Sem olhar para trás

A casa já estava em silêncio àquela altura da madrugada.Todos dormiam e já era a hora. Levantei da cama e, debaixo dela, apanhei minha mochila com o pouco que havia separado para a partida.

Do outro lado do quarto minha irmã mais nova dormia como um anjo. Andei até ela e beijei-lhe a testa pela última vez. Sentiria sua falta. Mas era preciso ir.

Saí do meu quarto e dei uma última volta pela casa inteira. Lembranças e fotografias espalhadas me fizeram refletir novamente se era mesmo aquilo o que eu queria fazer.

Parecia loucura. Ir embora, jogar tudo para o alto sem olhar para trás. Deixar minha família, minha vida em troca de uma aventura. Poderia soar como mais um capricho adolescente de uma menina de dezessete anos bancando a revoltada.

E talvez realmente fosse a maior loucura que cometeria em toda a minha vida. Só mais um sonho que desapareceria dentro de alguns meses.
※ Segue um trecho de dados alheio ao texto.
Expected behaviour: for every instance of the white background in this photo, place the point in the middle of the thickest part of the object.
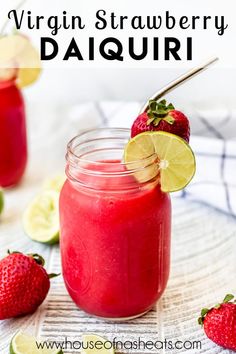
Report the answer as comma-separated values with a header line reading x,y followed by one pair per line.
x,y
74,84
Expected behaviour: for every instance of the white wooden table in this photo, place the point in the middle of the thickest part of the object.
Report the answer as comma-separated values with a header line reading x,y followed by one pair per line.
x,y
203,257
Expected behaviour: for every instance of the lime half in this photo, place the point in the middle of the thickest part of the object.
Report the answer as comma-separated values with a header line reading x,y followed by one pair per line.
x,y
1,201
175,159
23,343
41,218
17,52
94,344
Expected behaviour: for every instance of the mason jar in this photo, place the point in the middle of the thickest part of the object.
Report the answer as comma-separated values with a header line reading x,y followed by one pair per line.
x,y
115,231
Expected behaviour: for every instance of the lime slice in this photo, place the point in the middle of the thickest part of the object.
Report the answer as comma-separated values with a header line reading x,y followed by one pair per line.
x,y
41,218
1,201
23,343
17,52
54,183
175,159
94,344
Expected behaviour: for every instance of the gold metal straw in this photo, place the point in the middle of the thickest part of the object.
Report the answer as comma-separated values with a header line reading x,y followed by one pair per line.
x,y
179,81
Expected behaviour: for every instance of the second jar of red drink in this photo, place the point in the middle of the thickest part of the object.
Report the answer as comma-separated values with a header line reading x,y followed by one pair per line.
x,y
115,232
13,141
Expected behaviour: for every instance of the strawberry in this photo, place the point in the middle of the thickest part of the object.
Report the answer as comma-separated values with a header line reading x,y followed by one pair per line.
x,y
24,284
219,323
161,116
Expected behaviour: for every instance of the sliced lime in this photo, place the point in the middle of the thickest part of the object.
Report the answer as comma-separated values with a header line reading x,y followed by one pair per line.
x,y
41,218
175,159
23,343
1,201
54,183
94,344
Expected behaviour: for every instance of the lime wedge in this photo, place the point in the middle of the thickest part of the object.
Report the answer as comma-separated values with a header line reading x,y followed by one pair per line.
x,y
17,52
1,201
94,344
54,183
41,218
175,159
23,343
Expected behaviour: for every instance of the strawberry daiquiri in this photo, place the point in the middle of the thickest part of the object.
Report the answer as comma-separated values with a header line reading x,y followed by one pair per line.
x,y
115,231
13,143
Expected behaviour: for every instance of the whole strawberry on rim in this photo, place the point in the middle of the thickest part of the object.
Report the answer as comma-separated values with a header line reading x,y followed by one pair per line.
x,y
164,117
24,284
219,323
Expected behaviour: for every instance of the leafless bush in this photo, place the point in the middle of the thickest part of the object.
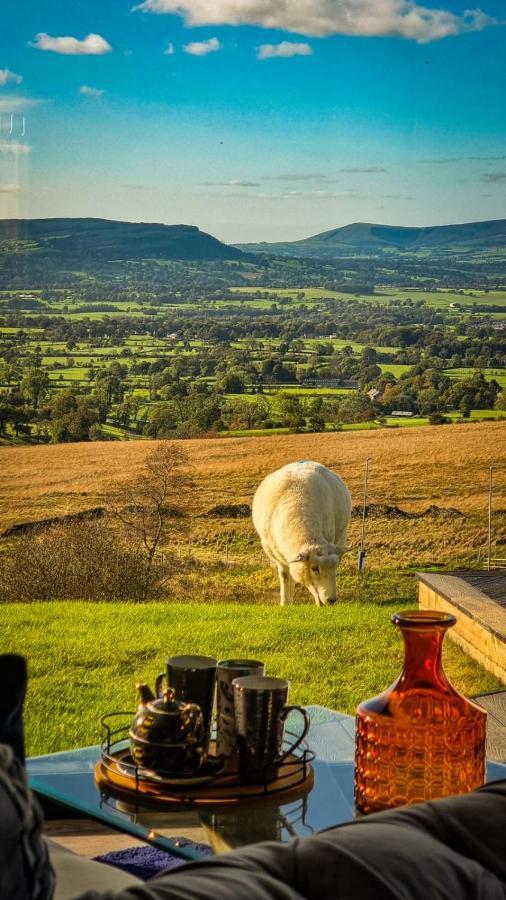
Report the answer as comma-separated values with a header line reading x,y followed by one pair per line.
x,y
116,557
146,506
86,561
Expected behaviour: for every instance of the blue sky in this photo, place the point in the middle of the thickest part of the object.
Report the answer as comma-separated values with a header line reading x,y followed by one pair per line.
x,y
263,121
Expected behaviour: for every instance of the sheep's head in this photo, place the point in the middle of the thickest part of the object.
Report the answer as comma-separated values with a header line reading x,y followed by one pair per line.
x,y
315,568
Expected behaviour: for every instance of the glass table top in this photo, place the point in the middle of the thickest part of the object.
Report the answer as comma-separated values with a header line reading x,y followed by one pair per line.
x,y
192,832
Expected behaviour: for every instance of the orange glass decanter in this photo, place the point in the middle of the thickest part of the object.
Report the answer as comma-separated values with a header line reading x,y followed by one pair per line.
x,y
420,739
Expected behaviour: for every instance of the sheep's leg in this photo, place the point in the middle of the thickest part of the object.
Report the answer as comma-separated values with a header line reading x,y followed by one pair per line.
x,y
285,585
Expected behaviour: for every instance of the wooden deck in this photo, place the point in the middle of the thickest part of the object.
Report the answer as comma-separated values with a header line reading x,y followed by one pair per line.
x,y
478,600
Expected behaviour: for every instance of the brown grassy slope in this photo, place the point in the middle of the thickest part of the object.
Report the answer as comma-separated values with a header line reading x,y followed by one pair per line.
x,y
411,468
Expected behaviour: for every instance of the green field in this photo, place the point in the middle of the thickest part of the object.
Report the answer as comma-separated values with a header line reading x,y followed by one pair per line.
x,y
498,374
85,658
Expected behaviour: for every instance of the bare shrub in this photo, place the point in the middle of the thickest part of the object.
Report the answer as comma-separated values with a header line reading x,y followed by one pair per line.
x,y
146,506
85,561
113,558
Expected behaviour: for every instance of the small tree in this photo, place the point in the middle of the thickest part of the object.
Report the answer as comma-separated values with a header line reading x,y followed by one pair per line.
x,y
145,507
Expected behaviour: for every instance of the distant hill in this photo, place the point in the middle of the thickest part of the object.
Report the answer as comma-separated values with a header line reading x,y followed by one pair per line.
x,y
377,240
106,240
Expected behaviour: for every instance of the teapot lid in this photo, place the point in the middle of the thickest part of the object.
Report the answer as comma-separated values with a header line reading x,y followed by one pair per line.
x,y
167,703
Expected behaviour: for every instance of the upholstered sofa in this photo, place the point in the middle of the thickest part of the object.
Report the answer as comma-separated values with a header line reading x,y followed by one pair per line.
x,y
452,849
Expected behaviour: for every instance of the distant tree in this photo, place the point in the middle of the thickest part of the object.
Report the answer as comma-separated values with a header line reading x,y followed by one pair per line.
x,y
35,385
145,504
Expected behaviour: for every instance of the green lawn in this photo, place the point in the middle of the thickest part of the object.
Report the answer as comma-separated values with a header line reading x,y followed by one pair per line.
x,y
498,375
85,658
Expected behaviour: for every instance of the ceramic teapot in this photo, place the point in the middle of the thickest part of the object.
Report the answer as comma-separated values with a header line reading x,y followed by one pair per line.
x,y
167,736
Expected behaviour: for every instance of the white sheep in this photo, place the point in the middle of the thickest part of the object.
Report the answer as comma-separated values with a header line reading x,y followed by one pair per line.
x,y
301,513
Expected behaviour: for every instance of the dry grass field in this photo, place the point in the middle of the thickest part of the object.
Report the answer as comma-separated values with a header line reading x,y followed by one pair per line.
x,y
444,466
224,602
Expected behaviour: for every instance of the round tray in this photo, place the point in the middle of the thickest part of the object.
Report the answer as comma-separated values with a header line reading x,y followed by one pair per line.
x,y
295,777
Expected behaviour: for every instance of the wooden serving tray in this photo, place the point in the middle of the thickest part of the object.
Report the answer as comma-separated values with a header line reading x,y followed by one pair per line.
x,y
223,790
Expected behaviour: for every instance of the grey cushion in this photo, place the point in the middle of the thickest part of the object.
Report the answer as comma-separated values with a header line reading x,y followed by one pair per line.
x,y
452,849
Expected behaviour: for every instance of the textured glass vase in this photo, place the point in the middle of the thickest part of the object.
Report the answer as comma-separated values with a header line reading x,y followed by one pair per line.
x,y
420,739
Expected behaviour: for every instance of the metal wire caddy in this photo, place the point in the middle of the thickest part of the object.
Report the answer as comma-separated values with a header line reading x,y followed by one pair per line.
x,y
293,773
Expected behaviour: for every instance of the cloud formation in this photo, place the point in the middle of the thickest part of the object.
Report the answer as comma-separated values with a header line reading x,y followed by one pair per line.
x,y
283,50
6,75
320,18
14,147
298,176
12,104
363,170
234,182
202,48
88,91
91,45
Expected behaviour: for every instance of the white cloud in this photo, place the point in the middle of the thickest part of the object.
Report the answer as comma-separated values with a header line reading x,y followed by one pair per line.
x,y
363,170
14,147
11,104
6,75
9,188
283,50
368,18
91,45
202,48
88,91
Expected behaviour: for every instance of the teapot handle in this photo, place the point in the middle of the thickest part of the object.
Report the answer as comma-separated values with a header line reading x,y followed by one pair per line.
x,y
159,683
194,720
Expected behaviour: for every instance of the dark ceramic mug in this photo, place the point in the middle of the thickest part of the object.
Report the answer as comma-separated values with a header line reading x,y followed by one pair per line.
x,y
260,714
228,670
193,678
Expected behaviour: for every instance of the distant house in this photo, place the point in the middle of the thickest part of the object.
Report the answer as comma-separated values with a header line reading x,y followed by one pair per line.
x,y
323,382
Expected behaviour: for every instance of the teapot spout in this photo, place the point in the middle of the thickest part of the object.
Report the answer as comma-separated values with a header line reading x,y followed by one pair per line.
x,y
145,693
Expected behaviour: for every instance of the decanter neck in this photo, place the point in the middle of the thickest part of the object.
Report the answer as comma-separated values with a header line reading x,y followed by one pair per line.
x,y
423,632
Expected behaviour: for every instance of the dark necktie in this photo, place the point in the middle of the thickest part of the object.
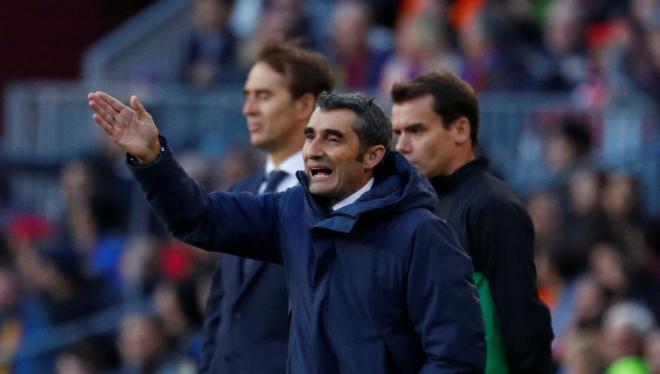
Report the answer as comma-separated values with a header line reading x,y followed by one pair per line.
x,y
273,179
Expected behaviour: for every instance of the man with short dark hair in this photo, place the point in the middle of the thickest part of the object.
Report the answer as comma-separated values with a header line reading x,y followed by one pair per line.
x,y
436,120
246,321
377,283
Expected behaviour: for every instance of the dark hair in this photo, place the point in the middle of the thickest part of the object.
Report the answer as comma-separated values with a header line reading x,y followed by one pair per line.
x,y
372,126
452,98
306,71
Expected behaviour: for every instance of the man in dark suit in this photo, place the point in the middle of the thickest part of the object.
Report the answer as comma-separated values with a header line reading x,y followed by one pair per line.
x,y
246,321
436,120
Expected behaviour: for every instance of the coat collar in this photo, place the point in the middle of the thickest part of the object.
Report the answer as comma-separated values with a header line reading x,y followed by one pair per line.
x,y
445,183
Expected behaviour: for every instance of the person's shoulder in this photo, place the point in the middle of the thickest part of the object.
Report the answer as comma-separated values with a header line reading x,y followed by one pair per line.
x,y
250,183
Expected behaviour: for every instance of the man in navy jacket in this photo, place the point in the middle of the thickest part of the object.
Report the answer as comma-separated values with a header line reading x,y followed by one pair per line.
x,y
246,320
377,283
436,119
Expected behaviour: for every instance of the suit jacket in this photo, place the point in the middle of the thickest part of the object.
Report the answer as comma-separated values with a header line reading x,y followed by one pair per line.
x,y
245,324
378,286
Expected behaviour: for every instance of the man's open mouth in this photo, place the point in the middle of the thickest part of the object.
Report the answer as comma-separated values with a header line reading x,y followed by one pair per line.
x,y
320,172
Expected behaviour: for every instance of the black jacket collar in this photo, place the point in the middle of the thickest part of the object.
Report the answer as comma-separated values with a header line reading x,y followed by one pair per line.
x,y
444,183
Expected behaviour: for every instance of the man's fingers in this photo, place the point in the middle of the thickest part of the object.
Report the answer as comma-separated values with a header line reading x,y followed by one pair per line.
x,y
105,125
114,103
99,105
102,111
137,105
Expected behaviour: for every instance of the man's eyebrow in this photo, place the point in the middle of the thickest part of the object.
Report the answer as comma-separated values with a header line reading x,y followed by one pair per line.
x,y
413,126
334,132
256,91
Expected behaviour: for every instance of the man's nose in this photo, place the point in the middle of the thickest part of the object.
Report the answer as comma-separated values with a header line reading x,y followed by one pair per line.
x,y
249,106
312,148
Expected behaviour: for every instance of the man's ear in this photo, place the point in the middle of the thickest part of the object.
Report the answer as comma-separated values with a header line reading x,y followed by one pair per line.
x,y
373,156
305,105
461,130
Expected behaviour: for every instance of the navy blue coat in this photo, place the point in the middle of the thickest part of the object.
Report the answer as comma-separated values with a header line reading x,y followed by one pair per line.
x,y
379,286
246,321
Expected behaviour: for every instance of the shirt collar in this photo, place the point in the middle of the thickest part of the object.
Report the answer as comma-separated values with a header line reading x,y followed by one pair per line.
x,y
354,196
290,165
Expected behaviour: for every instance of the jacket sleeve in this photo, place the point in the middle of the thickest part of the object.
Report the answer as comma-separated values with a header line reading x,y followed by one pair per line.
x,y
241,224
504,237
443,302
211,321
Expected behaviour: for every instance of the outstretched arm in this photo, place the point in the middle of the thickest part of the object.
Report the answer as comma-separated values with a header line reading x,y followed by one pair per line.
x,y
131,128
240,224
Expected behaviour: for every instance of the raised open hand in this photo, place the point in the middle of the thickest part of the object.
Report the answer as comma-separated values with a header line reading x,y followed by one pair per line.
x,y
131,128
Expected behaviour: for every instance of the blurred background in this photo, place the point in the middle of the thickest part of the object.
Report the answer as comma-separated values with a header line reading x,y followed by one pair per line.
x,y
90,282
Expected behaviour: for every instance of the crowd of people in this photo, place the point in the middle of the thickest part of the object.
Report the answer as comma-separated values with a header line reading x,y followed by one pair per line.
x,y
596,247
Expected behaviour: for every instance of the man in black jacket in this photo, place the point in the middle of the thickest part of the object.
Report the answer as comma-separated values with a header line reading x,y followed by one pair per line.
x,y
436,120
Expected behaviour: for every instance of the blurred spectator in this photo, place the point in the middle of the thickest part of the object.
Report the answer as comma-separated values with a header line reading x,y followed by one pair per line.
x,y
280,20
624,329
177,306
139,267
564,66
143,347
489,62
12,323
356,63
581,353
237,163
89,356
421,45
568,148
211,52
652,351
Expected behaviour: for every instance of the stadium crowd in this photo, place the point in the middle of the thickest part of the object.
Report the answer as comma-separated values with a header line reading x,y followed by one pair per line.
x,y
597,245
Mas eu precisava tentar, porque podia também ser a chance da minha vida.

É claro que meus pais provavelmente ficarão enlouquecidos quando descobrirem que eu fugi. De início vão armar o maior escândalo, colocar Deus e o mundo atrás de mim. E quando não me encontrarem e desistirem das buscas vão ficar desolados. Mas conseguirão viver sem minha presença. Ainda terão minha irmã, vão superar a perda.

Os documentos falsos já estão em mãos. Idade e nome adulterados para que nunca mais encontrem a Ana Paula que viveu até aqui. O circo parte em duas horas, e eu vou com eles. Viver nas lonas, rodeada pela arte, colocar o meu sonho em prática…

Dando uma última olhada na sala de estar,e reprimindo uma lágrima que teimava em cair, girei a maçaneta e saí para sempre, sem olhar para trás.